Table of Contents
Fetching ...

PseudoTouch: Efficiently Imaging the Surface Feel of Objects for Robotic Manipulation

Adrian Röfer, Nick Heppert, Abdallah Ayad, Eugenio Chisari, Abhinav Valada

TL;DR

This work introduces PseudoTouch, a light-weight framework that infers tactile readings from small depth patches to create a high-signal visual-tactile embedding. The approach maps depth inputs $z_d \in \mathbb{R}^{17\times17}$ to tactile outputs $\tilde{\tau} \in \mathbb{R}^{15}$ using a compact neural network, trained on data from eight primitive shapes and extended to everyday objects. It validates the utility of the embedding on object recognition (achieving $84\%$ accuracy after ten touches on everyday items) and grasp stability prediction, where tactile-derived predictions substantially outperform baselines relying on partial point clouds, including in sim2real settings. The paper also demonstrates data-efficient training via simulated depth patches and releases data, code, and models to facilitate adoption in robotics research and applications.

Abstract

Tactile sensing is vital for human dexterous manipulation, however, it has not been widely used in robotics. Compact, low-cost sensing platforms can facilitate a change, but unlike their popular optical counterparts, they are difficult to deploy in high-fidelity tasks due to their low signal dimensionality and lack of a simulation model. To overcome these challenges, we introduce PseudoTouch which links high-dimensional structural information to low-dimensional sensor signals. It does so by learning a low-dimensional visual-tactile embedding, wherein we encode a depth patch from which we decode the tactile signal. We collect and train PseudoTouch on a dataset comprising aligned tactile and visual data pairs obtained through random touching of eight basic geometric shapes. We demonstrate the utility of our trained PseudoTouch model in two downstream tasks: object recognition and grasp stability prediction. In the object recognition task, we evaluate the learned embedding's performance on a set of five basic geometric shapes and five household objects. Using PseudoTouch, we achieve an object recognition accuracy 84% after just ten touches, surpassing a proprioception baseline. For the grasp stability task, we use ACRONYM labels to train and evaluate a grasp success predictor using PseudoTouch's predictions derived from virtual depth information. Our approach yields a 32% absolute improvement in accuracy compared to the baseline relying on partial point cloud data. We make the data, code, and trained models publicly available at https://pseudotouch.cs.uni-freiburg.de.

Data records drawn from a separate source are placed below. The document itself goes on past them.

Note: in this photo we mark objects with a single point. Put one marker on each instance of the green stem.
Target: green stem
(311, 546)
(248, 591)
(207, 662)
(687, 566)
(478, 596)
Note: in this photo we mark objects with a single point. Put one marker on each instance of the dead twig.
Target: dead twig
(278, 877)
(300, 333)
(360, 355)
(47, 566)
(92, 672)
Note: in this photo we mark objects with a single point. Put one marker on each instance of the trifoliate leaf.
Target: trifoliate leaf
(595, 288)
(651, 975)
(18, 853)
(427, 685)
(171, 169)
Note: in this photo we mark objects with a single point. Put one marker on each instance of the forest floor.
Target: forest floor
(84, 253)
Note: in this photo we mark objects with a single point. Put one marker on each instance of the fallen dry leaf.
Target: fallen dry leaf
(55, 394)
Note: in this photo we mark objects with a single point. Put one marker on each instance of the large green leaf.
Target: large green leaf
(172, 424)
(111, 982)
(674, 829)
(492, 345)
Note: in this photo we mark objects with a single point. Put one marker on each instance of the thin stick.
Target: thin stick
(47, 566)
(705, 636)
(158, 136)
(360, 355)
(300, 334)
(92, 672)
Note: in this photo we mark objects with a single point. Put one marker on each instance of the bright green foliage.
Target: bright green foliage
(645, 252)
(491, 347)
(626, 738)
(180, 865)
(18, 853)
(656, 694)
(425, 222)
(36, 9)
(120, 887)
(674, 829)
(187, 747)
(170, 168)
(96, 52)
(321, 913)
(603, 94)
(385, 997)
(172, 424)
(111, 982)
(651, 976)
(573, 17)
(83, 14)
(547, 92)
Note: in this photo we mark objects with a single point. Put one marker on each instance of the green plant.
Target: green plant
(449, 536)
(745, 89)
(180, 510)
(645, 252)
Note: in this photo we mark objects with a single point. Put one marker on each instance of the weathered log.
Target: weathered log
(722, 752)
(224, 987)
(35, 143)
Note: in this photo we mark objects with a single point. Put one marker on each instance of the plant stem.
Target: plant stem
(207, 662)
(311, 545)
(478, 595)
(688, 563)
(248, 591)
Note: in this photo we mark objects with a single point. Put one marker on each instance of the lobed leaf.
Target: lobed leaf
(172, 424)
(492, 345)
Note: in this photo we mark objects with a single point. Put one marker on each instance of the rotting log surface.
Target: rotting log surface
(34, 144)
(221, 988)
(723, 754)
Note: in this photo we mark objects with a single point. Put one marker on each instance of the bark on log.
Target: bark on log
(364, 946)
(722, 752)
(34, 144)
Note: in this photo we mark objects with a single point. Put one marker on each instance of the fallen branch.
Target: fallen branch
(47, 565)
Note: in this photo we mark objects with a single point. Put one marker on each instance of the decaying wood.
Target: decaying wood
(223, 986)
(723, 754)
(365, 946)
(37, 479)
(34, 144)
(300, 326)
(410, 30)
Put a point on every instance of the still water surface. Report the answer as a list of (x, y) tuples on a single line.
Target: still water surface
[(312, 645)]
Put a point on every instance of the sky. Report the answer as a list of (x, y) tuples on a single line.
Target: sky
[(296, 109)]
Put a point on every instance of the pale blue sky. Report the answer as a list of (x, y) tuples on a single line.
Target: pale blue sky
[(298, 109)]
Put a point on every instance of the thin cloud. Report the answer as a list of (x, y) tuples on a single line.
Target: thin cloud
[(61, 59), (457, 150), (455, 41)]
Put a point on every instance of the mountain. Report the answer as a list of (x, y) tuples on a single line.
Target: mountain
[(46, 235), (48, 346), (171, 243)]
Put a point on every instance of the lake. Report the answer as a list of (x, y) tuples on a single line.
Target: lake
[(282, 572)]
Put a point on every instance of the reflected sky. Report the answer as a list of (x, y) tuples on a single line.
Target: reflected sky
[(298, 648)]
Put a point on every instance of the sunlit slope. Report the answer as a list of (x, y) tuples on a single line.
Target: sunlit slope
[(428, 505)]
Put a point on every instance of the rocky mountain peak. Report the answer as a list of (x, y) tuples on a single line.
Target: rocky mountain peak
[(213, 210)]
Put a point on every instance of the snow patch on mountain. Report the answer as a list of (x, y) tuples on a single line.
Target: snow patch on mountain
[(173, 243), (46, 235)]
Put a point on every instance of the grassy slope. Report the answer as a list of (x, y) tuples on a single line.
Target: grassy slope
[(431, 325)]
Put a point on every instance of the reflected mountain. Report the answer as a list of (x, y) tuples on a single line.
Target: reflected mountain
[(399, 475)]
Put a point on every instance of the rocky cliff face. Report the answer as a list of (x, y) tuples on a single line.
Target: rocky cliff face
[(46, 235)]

PseudoTouch: Efficiently Imaging the Surface Feel of Objects for Robotic Manipulation

TL;DR

This work introduces PseudoTouch, a light-weight framework that infers tactile readings from small depth patches to create a high-signal visual-tactile embedding. The approach maps depth inputs to tactile outputs using a compact neural network, trained on data from eight primitive shapes and extended to everyday objects. It validates the utility of the embedding on object recognition (achieving accuracy after ten touches on everyday items) and grasp stability prediction, where tactile-derived predictions substantially outperform baselines relying on partial point clouds, including in sim2real settings. The paper also demonstrates data-efficient training via simulated depth patches and releases data, code, and models to facilitate adoption in robotics research and applications.

Abstract

Tactile sensing is vital for human dexterous manipulation, however, it has not been widely used in robotics. Compact, low-cost sensing platforms can facilitate a change, but unlike their popular optical counterparts, they are difficult to deploy in high-fidelity tasks due to their low signal dimensionality and lack of a simulation model. To overcome these challenges, we introduce PseudoTouch which links high-dimensional structural information to low-dimensional sensor signals. It does so by learning a low-dimensional visual-tactile embedding, wherein we encode a depth patch from which we decode the tactile signal. We collect and train PseudoTouch on a dataset comprising aligned tactile and visual data pairs obtained through random touching of eight basic geometric shapes. We demonstrate the utility of our trained PseudoTouch model in two downstream tasks: object recognition and grasp stability prediction. In the object recognition task, we evaluate the learned embedding's performance on a set of five basic geometric shapes and five household objects. Using PseudoTouch, we achieve an object recognition accuracy 84% after just ten touches, surpassing a proprioception baseline. For the grasp stability task, we use ACRONYM labels to train and evaluate a grasp success predictor using PseudoTouch's predictions derived from virtual depth information. Our approach yields a 32% absolute improvement in accuracy compared to the baseline relying on partial point cloud data. We make the data, code, and trained models publicly available at https://pseudotouch.cs.uni-freiburg.de.
Paper Structure (15 sections, 7 equations, 5 figures, 2 tables)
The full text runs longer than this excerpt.